Privacy in Practice: Private COVID-19 Detection in X-Ray Images (Extended Version)
Lucas Lange, Maja Schneider, Peter Christen, Erhard Rahm

TL;DR
This paper develops differentially private machine learning models for COVID-19 detection in X-ray images, addressing practical privacy concerns and evaluating the effectiveness of privacy guarantees against membership inference attacks.
Contribution
It improves privacy-preserving COVID-19 image classification by addressing dataset imbalances, extensive utility-privacy analysis, and empirical privacy testing with practical attack scenarios.
Findings
Differential privacy provides limited practical privacy improvements against MIAs.
Utility-privacy trade-offs can be optimized with empirical attack-based privacy estimation.

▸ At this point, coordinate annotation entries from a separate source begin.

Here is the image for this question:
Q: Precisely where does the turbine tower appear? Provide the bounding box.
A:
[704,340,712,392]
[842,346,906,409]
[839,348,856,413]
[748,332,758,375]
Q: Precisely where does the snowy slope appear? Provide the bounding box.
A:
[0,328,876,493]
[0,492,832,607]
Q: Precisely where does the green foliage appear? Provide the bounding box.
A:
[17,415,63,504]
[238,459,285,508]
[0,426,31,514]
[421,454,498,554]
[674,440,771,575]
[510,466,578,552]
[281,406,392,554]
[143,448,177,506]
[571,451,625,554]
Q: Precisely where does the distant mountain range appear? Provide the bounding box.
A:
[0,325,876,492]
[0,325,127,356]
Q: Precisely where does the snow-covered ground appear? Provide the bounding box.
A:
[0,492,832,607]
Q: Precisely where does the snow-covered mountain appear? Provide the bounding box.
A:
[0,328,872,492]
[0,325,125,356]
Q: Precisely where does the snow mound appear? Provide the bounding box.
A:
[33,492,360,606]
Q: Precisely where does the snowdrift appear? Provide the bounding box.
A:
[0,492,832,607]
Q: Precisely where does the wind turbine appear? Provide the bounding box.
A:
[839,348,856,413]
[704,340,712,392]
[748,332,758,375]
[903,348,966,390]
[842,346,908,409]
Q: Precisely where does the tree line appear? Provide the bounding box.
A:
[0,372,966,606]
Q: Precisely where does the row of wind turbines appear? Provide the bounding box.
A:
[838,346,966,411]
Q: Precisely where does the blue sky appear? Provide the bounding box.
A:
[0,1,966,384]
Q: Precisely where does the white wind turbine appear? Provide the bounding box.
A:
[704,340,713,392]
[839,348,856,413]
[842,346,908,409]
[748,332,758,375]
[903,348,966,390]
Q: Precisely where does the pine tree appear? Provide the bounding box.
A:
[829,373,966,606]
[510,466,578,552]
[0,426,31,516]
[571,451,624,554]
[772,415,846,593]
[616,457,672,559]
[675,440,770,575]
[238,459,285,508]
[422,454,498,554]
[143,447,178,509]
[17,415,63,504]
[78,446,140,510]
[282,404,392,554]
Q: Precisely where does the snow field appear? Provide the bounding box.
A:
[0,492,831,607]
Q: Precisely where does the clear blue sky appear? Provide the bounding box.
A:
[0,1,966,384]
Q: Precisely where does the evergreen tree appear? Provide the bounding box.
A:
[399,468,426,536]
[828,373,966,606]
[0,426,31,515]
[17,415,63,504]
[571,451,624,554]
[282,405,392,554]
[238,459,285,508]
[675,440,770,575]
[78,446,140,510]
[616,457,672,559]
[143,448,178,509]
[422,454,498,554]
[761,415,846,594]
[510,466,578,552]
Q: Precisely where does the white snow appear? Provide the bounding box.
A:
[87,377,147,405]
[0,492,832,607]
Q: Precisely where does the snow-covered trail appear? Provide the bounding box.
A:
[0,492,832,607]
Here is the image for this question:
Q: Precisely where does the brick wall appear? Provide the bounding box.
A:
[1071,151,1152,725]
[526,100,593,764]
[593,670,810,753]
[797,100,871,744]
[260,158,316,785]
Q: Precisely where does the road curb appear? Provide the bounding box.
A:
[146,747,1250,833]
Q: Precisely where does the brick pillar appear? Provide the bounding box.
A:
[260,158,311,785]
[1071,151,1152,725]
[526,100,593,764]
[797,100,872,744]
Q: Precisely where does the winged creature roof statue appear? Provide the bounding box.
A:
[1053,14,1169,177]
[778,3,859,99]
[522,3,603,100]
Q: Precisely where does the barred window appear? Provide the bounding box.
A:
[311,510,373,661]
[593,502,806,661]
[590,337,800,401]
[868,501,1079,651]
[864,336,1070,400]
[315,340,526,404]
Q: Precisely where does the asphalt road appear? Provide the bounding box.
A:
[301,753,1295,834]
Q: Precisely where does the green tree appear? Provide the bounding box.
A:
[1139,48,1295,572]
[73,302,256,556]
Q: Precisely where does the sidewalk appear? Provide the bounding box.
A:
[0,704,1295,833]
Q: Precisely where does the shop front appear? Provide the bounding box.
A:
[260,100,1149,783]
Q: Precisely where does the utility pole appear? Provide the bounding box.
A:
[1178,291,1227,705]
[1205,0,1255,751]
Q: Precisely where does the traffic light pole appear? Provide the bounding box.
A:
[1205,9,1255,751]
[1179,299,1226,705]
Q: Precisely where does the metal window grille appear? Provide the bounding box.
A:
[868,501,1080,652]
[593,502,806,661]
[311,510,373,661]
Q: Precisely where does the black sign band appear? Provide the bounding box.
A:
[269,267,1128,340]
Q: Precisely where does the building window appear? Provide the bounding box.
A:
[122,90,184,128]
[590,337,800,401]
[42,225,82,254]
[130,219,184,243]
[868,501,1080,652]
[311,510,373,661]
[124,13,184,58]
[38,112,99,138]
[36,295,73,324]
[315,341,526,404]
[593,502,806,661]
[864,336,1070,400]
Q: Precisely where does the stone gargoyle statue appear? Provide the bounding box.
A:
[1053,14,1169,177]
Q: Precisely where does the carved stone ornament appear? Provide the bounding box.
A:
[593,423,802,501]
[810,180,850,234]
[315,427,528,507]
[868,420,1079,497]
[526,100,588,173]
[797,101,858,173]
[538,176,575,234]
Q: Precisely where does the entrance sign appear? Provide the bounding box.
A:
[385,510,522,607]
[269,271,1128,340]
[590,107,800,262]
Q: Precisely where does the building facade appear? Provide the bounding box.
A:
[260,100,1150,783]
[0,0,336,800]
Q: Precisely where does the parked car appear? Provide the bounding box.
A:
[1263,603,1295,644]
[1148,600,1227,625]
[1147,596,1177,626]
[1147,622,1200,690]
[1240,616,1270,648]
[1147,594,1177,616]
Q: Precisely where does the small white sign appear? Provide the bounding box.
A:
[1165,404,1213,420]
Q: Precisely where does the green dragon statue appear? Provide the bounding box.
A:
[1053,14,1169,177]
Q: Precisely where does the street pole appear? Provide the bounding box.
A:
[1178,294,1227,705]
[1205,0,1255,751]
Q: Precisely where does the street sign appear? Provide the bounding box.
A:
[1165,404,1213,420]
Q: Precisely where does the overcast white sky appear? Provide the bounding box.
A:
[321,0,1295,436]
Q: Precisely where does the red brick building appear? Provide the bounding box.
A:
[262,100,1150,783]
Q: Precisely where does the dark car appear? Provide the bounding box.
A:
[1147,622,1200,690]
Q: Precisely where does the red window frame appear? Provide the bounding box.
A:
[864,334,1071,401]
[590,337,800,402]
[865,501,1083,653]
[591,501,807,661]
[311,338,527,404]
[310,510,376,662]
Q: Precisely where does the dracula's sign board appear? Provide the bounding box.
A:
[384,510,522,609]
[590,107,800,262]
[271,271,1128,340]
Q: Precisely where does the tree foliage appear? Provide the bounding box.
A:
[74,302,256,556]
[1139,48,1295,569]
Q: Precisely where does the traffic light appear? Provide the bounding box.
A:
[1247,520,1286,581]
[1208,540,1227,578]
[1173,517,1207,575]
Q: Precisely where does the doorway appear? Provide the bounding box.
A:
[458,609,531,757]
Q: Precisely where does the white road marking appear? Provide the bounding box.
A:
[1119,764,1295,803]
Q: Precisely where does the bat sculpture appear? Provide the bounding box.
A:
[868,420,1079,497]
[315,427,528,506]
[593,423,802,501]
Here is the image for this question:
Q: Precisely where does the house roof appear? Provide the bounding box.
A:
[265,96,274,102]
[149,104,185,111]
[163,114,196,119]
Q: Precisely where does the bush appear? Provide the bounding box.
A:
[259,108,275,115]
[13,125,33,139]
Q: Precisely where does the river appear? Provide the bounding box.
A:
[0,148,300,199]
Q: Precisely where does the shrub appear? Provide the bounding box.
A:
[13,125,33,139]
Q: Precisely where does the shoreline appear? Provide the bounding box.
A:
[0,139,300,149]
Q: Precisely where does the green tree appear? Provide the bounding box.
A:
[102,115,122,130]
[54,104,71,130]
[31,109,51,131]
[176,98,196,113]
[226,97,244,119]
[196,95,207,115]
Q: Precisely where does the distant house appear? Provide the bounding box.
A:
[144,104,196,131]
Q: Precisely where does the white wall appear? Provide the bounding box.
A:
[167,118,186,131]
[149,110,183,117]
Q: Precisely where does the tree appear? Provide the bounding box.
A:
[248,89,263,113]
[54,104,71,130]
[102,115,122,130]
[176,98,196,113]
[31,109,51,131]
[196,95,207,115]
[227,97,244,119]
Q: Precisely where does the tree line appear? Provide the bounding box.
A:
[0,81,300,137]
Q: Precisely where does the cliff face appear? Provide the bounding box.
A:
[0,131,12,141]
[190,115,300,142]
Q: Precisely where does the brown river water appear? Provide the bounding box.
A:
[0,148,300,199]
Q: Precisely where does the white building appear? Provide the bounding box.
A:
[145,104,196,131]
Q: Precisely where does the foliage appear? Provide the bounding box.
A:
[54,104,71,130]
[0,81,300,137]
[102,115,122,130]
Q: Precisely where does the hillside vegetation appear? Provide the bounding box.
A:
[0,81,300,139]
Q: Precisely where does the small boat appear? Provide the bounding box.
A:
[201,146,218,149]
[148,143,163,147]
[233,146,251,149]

Practical privacy levels vary depending on the specific threat context.
Abstract
Machine learning (ML) can help fight pandemics like COVID-19 by enabling rapid screening of large volumes of images. To perform data analysis while maintaining patient privacy, we create ML models that satisfy Differential Privacy (DP). Previous works exploring private COVID-19 models are in part based on small datasets, provide weaker or unclear privacy guarantees, and do not investigate practical privacy. We suggest improvements to address these open gaps. We account for inherent class imbalances and evaluate the utility-privacy trade-off more extensively and over stricter privacy budgets. Our evaluation is supported by empirically estimating practical privacy through black-box Membership Inference Attacks (MIAs). The introduced DP should help limit leakage threats posed by MIAs, and our practical analysis is the first to test this hypothesis on the COVID-19 classification task. Our…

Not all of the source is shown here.